HDFS and other service checks fail with timeout error

HDFS and other service checks fail with timeout error

Rising Star

I am in the process of installing an 8 node HDP 2.4 cluster, administered with Ambari 2.2. When running service checks in the following services:

HDFS

MapReduce2

Hive

Oozie

I get the following error message:

Python script has been killed due to timeout after waiting 300 secs

That is the only error message shown on stderr or stdout. I have checked here and here and followed the advice given there of increasing the agent task timeout. However this has not improved things at all. Does anybody have any advice about how I can improve this?

2 REPLIES 2

Re: HDFS and other service checks fail with timeout error

Guru

usually when you get a timeout, solution is not to increase the timeout but to find the problem. Check in your logs the command being played by the script and try it by yourself.

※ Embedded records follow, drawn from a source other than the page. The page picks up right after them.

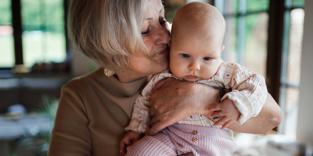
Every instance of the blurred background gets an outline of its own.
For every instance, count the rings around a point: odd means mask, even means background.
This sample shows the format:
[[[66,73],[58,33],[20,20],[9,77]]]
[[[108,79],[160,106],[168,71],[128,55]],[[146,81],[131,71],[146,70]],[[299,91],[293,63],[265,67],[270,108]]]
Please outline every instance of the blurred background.
[[[263,76],[282,109],[268,135],[234,132],[234,155],[305,155],[313,142],[313,1],[163,1],[170,24],[187,3],[215,6],[226,22],[222,58]],[[0,0],[0,155],[46,155],[61,86],[97,68],[67,38],[70,1]]]

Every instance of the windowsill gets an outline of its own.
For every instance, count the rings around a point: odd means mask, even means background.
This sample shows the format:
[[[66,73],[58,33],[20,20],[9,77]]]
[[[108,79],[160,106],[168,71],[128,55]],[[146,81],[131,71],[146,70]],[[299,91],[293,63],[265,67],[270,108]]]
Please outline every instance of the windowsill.
[[[72,77],[69,73],[65,72],[46,72],[25,73],[13,73],[11,70],[0,70],[0,79],[10,78],[54,78],[60,77],[70,78]]]

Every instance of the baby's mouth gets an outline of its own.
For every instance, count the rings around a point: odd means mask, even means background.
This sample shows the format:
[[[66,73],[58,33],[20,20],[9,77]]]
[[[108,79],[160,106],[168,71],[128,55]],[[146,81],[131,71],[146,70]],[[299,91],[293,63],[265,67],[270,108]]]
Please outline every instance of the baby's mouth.
[[[191,75],[188,75],[188,76],[186,76],[186,77],[187,77],[187,78],[188,78],[188,79],[196,79],[196,78],[198,78],[198,76],[194,76]]]

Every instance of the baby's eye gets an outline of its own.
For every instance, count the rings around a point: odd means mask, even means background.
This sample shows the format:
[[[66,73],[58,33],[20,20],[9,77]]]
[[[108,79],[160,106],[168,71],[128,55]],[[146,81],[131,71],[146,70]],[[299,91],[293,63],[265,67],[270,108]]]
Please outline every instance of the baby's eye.
[[[205,60],[208,60],[211,58],[208,57],[206,57],[203,58],[203,59]]]

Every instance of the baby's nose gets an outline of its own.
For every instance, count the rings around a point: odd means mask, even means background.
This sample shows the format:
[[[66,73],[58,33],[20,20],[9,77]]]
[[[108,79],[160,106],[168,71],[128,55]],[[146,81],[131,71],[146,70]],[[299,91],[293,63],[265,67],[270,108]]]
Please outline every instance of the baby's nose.
[[[188,66],[188,69],[191,70],[198,71],[200,70],[200,65],[196,62],[190,63]]]

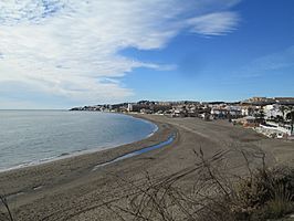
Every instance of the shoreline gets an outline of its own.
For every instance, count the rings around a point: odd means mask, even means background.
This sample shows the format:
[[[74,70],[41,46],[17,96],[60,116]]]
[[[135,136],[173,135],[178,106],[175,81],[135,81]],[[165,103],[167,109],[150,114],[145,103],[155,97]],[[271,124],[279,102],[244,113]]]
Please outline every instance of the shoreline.
[[[158,131],[149,138],[117,148],[0,173],[0,190],[11,196],[8,201],[15,220],[119,220],[98,204],[132,193],[134,189],[128,183],[146,185],[146,172],[157,180],[190,168],[197,162],[195,151],[200,147],[206,157],[211,157],[220,150],[233,150],[231,144],[238,144],[246,152],[262,149],[266,152],[269,166],[294,165],[293,143],[267,139],[254,130],[234,127],[224,120],[204,122],[157,115],[135,117],[156,123]],[[162,148],[93,170],[99,164],[167,140],[172,133],[177,133],[175,140]],[[244,172],[245,161],[240,152],[230,151],[225,159],[230,171],[238,175]],[[254,158],[250,161],[259,166]],[[187,187],[195,183],[197,176],[196,172],[178,185]]]
[[[19,196],[23,192],[34,191],[35,187],[52,186],[54,183],[51,179],[54,180],[56,176],[64,176],[69,172],[69,170],[78,171],[78,173],[88,172],[97,165],[106,164],[130,152],[164,143],[172,133],[175,133],[174,128],[166,124],[148,120],[144,117],[137,118],[156,125],[157,129],[146,138],[135,143],[119,145],[107,149],[85,150],[77,152],[76,155],[64,156],[64,158],[55,158],[38,165],[0,171],[0,180],[2,183],[0,186],[0,190],[6,189],[6,196]],[[30,175],[33,175],[33,177]]]
[[[63,152],[63,154],[61,154],[59,156],[46,157],[46,158],[38,159],[38,160],[34,160],[34,161],[23,162],[23,164],[19,164],[19,165],[12,166],[12,167],[3,168],[3,169],[0,169],[0,173],[7,172],[7,171],[13,171],[13,170],[18,170],[18,169],[23,169],[23,168],[29,168],[29,167],[38,167],[38,166],[41,166],[41,165],[44,165],[44,164],[50,164],[50,162],[54,162],[54,161],[57,161],[57,160],[63,160],[63,159],[66,159],[66,158],[78,157],[81,155],[88,155],[88,154],[98,152],[98,151],[103,151],[103,150],[108,150],[108,149],[113,149],[113,148],[119,148],[119,147],[125,146],[125,145],[132,145],[132,144],[135,144],[137,141],[145,140],[145,139],[154,136],[154,134],[158,131],[158,126],[155,123],[153,123],[150,120],[147,120],[145,118],[136,117],[136,116],[128,115],[128,114],[122,114],[122,113],[109,113],[109,114],[120,114],[120,115],[125,115],[125,116],[130,116],[130,117],[137,118],[139,120],[145,122],[146,124],[154,125],[155,129],[150,134],[148,134],[146,137],[144,137],[143,139],[139,139],[139,140],[135,140],[135,141],[126,143],[126,144],[120,144],[120,145],[114,145],[114,146],[109,145],[109,146],[103,146],[103,147],[96,147],[96,148],[90,148],[90,149],[83,149],[82,148],[80,150],[74,150],[72,152]]]

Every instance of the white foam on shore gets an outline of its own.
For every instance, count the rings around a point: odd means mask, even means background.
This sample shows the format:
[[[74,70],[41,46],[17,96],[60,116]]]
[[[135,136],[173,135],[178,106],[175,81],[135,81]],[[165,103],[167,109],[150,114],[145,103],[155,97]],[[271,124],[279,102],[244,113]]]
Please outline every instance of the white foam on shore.
[[[128,115],[129,116],[129,115]],[[134,116],[130,116],[134,117]],[[136,118],[136,117],[134,117]],[[145,122],[146,124],[150,124],[154,126],[154,130],[147,135],[145,138],[140,139],[144,140],[146,138],[149,138],[151,136],[155,135],[156,131],[158,131],[158,126],[147,119],[143,119],[143,118],[136,118],[138,120]],[[133,143],[136,143],[139,140],[135,140]],[[52,156],[52,157],[46,157],[46,158],[42,158],[42,159],[38,159],[38,160],[33,160],[33,161],[27,161],[27,162],[22,162],[20,165],[15,165],[9,168],[0,168],[0,172],[7,172],[7,171],[11,171],[11,170],[18,170],[18,169],[22,169],[22,168],[28,168],[28,167],[34,167],[34,166],[39,166],[39,165],[45,165],[45,164],[50,164],[53,161],[57,161],[57,160],[62,160],[62,159],[67,159],[67,158],[72,158],[72,157],[77,157],[81,155],[86,155],[86,154],[92,154],[92,152],[97,152],[101,150],[105,150],[105,149],[112,149],[112,148],[116,148],[123,145],[129,145],[133,143],[126,143],[126,144],[122,144],[122,145],[109,145],[109,146],[104,146],[104,147],[98,147],[98,148],[92,148],[92,149],[80,149],[80,150],[75,150],[73,152],[63,152],[59,156]]]

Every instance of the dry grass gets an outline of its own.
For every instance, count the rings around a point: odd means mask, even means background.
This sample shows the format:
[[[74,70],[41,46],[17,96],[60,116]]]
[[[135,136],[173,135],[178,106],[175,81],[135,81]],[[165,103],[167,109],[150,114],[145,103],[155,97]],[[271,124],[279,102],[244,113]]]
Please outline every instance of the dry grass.
[[[200,162],[191,168],[156,180],[146,176],[144,186],[123,180],[135,194],[126,203],[106,203],[107,209],[125,220],[136,221],[235,221],[277,219],[294,211],[294,169],[285,166],[267,168],[264,155],[261,168],[248,176],[231,176],[220,151],[206,158],[201,148],[195,151]],[[198,175],[191,187],[182,186],[187,177]]]

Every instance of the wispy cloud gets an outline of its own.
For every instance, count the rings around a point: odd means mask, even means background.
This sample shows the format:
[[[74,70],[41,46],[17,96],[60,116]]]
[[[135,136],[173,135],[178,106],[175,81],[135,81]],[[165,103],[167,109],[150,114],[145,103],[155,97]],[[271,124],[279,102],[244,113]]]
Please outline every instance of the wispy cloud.
[[[162,49],[183,30],[225,34],[237,0],[6,0],[0,3],[0,83],[83,101],[118,101],[119,81],[136,67],[174,69],[119,51]],[[106,81],[107,80],[107,81]],[[13,88],[15,90],[15,88]]]
[[[283,69],[294,66],[294,45],[269,55],[255,59],[238,73],[240,77],[259,77],[276,71],[282,74]]]
[[[191,31],[204,35],[223,35],[235,30],[239,23],[235,12],[216,12],[188,20]]]

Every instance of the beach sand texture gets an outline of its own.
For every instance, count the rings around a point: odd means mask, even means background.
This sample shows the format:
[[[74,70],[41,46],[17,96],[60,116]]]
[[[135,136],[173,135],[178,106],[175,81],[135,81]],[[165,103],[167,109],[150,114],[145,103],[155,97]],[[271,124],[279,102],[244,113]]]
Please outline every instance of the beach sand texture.
[[[135,116],[154,122],[158,131],[144,140],[113,149],[1,172],[0,193],[9,196],[15,220],[119,220],[101,204],[132,193],[125,180],[144,183],[147,171],[155,178],[180,171],[195,165],[193,150],[198,151],[200,147],[207,157],[237,146],[248,151],[262,149],[269,165],[294,165],[293,141],[269,139],[224,120]],[[98,164],[165,141],[172,134],[176,134],[172,144],[93,170]],[[232,170],[243,171],[240,154],[232,151],[228,159]],[[187,177],[182,182],[189,183],[193,179]]]

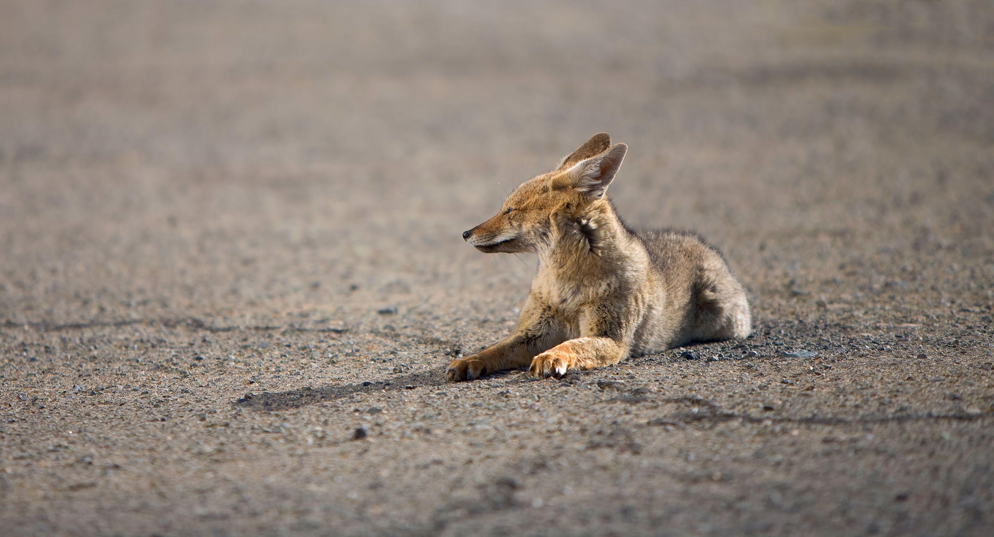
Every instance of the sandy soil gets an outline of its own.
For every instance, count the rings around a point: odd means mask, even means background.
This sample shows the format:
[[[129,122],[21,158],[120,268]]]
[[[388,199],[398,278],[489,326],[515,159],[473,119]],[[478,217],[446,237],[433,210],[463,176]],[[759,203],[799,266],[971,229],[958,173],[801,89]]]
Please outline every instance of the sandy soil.
[[[989,2],[0,4],[5,535],[994,532]],[[754,335],[445,384],[601,130]]]

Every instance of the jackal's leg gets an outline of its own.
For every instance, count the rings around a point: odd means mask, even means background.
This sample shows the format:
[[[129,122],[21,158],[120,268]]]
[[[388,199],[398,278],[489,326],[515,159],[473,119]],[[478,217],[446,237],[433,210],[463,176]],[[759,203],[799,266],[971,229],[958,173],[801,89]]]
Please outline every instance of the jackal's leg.
[[[639,318],[634,304],[592,304],[580,315],[582,337],[564,341],[532,359],[533,377],[562,377],[568,369],[593,369],[616,364],[631,351],[630,341]]]
[[[547,309],[531,306],[529,300],[510,337],[476,354],[452,360],[445,370],[445,380],[473,380],[487,373],[525,367],[536,353],[566,337],[565,326]]]
[[[628,356],[628,346],[609,337],[578,337],[564,341],[532,359],[533,377],[562,377],[568,369],[593,369],[616,364]]]

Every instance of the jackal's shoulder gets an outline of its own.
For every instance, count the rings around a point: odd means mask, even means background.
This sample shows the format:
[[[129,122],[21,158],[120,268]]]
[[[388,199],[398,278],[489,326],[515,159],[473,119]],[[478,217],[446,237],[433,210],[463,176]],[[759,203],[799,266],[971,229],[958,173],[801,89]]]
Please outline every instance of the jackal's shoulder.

That should come for many reasons (DNS, iptables, etc.) and each other could be unrelated

Re: HDFS and other service checks fail with timeout error

Explorer

It is usually best to check the slave logs to see if they're still running. If NodeManagers are all down, for example, the YARN-dependent service checks will timeout because a job may be submitted to the ResourceManager, but the jobs aren't actually being run.